With the increasing advocacy for total disc replacement (TDR) as a potential alternative to fusion in the management of lumbar degenerative disc disease, intradiscal pressures (IDPs) and facet joint stresses at the adjacent levels of spine have generated considerable interest. The purpose of this study was to compare adjacent-level IDPs and facet joint stresses among TDR, discectomy, and fusion.

Methods

Ten fresh human cadaveric lumbar specimens (L2–S1) were subjected to an unconstrained load in axial torsion, lateral bending, flexion, and extension by using multidirectional flexibility test.
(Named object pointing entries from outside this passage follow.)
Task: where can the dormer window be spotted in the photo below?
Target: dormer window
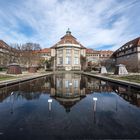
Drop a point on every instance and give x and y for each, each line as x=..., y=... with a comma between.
x=130, y=45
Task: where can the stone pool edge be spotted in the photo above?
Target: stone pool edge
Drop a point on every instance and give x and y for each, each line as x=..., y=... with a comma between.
x=118, y=81
x=21, y=80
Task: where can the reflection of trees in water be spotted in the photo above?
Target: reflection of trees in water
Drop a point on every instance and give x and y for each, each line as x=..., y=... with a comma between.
x=129, y=94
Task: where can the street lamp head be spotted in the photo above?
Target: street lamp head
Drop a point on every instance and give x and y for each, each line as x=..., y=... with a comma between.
x=49, y=100
x=94, y=99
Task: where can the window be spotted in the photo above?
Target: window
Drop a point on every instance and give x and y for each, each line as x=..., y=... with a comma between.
x=68, y=60
x=68, y=51
x=76, y=52
x=76, y=60
x=60, y=60
x=60, y=52
x=75, y=83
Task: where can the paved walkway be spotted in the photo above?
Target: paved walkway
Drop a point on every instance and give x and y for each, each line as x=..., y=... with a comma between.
x=22, y=78
x=123, y=82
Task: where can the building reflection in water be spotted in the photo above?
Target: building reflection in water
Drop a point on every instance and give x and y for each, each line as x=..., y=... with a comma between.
x=68, y=89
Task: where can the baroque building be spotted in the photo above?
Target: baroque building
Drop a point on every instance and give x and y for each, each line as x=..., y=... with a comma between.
x=67, y=53
x=7, y=54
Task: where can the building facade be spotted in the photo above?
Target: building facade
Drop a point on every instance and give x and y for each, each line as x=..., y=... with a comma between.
x=7, y=54
x=67, y=53
x=129, y=55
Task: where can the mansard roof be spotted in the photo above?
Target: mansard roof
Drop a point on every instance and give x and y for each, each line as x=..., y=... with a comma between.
x=68, y=39
x=130, y=44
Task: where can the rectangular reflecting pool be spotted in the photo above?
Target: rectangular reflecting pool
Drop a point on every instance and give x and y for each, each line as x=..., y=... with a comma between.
x=69, y=106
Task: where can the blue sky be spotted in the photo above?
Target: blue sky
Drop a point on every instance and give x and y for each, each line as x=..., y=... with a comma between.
x=97, y=24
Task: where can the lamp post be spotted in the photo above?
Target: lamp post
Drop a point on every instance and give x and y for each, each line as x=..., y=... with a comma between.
x=49, y=101
x=95, y=99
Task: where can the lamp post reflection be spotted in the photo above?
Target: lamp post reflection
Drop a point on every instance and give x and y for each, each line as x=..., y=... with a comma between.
x=50, y=102
x=12, y=106
x=94, y=109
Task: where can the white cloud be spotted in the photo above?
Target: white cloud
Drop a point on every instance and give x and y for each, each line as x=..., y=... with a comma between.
x=93, y=23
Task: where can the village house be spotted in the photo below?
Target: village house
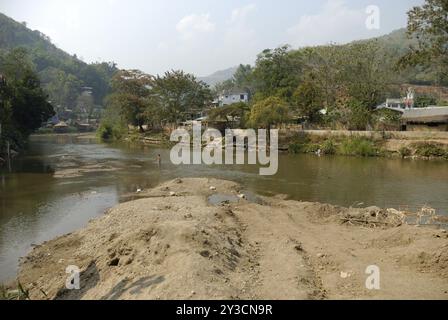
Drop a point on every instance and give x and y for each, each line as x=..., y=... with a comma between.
x=425, y=119
x=232, y=96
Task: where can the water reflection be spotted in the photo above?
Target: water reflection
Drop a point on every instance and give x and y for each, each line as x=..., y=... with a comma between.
x=37, y=203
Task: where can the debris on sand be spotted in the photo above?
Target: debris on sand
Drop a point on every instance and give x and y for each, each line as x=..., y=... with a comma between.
x=160, y=247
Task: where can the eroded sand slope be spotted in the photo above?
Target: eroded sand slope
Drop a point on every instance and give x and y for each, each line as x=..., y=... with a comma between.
x=174, y=244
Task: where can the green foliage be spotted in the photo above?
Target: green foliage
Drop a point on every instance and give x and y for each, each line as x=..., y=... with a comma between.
x=230, y=113
x=23, y=103
x=405, y=152
x=425, y=101
x=309, y=99
x=359, y=117
x=299, y=144
x=62, y=75
x=430, y=150
x=329, y=147
x=429, y=24
x=268, y=112
x=358, y=146
x=277, y=73
x=179, y=95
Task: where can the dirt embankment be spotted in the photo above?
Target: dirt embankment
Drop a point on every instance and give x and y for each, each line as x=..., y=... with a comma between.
x=203, y=239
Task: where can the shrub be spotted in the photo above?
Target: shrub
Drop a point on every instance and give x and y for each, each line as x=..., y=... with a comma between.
x=358, y=146
x=329, y=147
x=405, y=152
x=430, y=150
x=299, y=144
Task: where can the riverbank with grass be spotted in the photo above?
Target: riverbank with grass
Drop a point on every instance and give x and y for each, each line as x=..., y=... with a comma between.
x=208, y=239
x=368, y=144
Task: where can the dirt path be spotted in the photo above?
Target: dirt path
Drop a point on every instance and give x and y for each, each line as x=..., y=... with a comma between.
x=174, y=244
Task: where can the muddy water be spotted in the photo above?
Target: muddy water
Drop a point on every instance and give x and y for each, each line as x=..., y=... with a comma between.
x=62, y=182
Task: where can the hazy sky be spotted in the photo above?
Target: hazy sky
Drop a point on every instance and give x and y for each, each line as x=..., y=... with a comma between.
x=198, y=36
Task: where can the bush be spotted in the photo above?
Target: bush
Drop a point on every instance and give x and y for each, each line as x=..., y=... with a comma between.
x=299, y=144
x=430, y=150
x=405, y=152
x=329, y=147
x=358, y=146
x=108, y=131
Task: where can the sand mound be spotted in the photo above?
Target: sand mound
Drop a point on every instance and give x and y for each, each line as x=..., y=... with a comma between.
x=172, y=242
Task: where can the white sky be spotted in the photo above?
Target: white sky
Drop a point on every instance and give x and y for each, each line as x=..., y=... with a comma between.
x=198, y=36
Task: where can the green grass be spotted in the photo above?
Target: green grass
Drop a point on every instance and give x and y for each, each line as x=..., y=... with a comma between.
x=427, y=149
x=358, y=146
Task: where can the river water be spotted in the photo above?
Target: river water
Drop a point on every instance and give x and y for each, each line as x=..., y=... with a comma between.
x=38, y=203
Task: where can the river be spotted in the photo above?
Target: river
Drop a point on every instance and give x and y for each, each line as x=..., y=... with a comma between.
x=38, y=203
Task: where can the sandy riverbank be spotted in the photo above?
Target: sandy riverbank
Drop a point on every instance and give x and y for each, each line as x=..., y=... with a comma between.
x=176, y=242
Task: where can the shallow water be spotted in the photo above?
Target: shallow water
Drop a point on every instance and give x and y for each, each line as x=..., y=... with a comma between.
x=36, y=206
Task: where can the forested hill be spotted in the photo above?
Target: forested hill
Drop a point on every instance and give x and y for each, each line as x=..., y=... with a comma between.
x=393, y=46
x=63, y=76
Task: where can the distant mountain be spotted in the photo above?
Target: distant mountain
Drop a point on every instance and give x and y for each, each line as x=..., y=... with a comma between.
x=63, y=76
x=219, y=76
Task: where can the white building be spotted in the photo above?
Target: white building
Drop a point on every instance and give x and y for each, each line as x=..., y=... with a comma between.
x=231, y=97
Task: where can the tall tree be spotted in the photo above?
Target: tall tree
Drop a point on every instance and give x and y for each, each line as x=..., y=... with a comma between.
x=277, y=73
x=179, y=94
x=131, y=89
x=24, y=104
x=268, y=112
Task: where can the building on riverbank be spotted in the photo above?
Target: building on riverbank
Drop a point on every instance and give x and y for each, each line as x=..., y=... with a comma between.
x=232, y=96
x=425, y=119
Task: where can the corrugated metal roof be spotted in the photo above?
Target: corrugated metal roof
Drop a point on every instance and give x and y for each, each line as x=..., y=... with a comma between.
x=430, y=114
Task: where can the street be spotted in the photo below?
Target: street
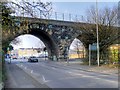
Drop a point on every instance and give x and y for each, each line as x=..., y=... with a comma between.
x=50, y=74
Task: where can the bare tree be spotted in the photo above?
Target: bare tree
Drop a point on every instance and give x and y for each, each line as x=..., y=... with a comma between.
x=107, y=24
x=78, y=47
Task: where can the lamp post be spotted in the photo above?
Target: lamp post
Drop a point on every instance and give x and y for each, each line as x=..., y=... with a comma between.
x=98, y=61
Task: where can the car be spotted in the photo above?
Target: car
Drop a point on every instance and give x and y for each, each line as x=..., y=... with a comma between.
x=32, y=59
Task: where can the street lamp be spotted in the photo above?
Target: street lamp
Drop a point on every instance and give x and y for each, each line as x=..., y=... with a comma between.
x=97, y=34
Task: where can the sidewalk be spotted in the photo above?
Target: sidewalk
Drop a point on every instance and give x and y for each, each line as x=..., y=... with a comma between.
x=79, y=66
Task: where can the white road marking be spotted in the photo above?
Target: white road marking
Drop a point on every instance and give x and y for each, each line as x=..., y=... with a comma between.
x=82, y=75
x=31, y=71
x=44, y=80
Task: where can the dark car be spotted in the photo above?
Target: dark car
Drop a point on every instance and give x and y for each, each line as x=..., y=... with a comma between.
x=32, y=59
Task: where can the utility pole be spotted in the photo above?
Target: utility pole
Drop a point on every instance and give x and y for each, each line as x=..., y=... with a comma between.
x=97, y=33
x=89, y=54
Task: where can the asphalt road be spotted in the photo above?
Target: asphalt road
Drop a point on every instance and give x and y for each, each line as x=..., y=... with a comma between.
x=59, y=76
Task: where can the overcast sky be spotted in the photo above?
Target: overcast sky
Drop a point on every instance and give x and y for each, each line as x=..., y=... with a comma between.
x=75, y=8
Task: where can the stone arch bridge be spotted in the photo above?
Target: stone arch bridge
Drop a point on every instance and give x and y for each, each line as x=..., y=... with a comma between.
x=56, y=35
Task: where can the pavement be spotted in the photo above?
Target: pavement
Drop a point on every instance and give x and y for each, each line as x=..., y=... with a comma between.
x=1, y=86
x=104, y=69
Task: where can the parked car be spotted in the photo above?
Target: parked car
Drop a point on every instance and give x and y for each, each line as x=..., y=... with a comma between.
x=32, y=59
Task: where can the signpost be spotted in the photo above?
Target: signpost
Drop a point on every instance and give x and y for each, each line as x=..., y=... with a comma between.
x=89, y=54
x=9, y=49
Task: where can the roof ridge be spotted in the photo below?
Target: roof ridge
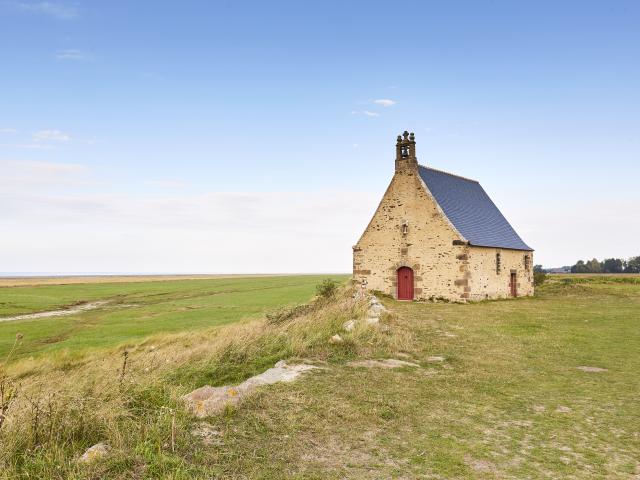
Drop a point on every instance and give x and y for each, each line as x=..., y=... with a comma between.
x=449, y=173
Four surgical treatment modes—control (disc intact), discectomy, TDR, and fusion—were tested in sequential order at L4–5. During testing, the IDPs and facet forces following each treatment were calculated at the adjacent vertebral levels (L3–4 and L5–S1).

Results

Intradiscal pressures and facet force pressures were similar between the intact condition and the TDR reconstruction at the L3–4 and L5–S1 levels under all loading conditions (p > 0.05). Compared with the intact and TDR groups, the discectomy and fusion groups had higher IDPs at the L3–4 and L5–S1 levels under all loading conditions (p < 0.05). No significant difference in the facet force pressure was noted among the intact, discectomy, and TDR groups at the L3–4 and L5–S1 levels under any loading conditions (p > 0.05). However, the facet force pressure produced for fusion was significantly higher than the mean values obtained for the intact, discectomy, and TDR groups at the L3–4 and L5–S1 levels under all loading conditions (p < 0.05).

Conclusions

Lumbar TDR maintained adjacent-level IDPs and facet force pressures near the values for intact spines, whereas adjacent-level IDPs tended to increase after discectomy or fusion and facet forces tended to increase after fusion.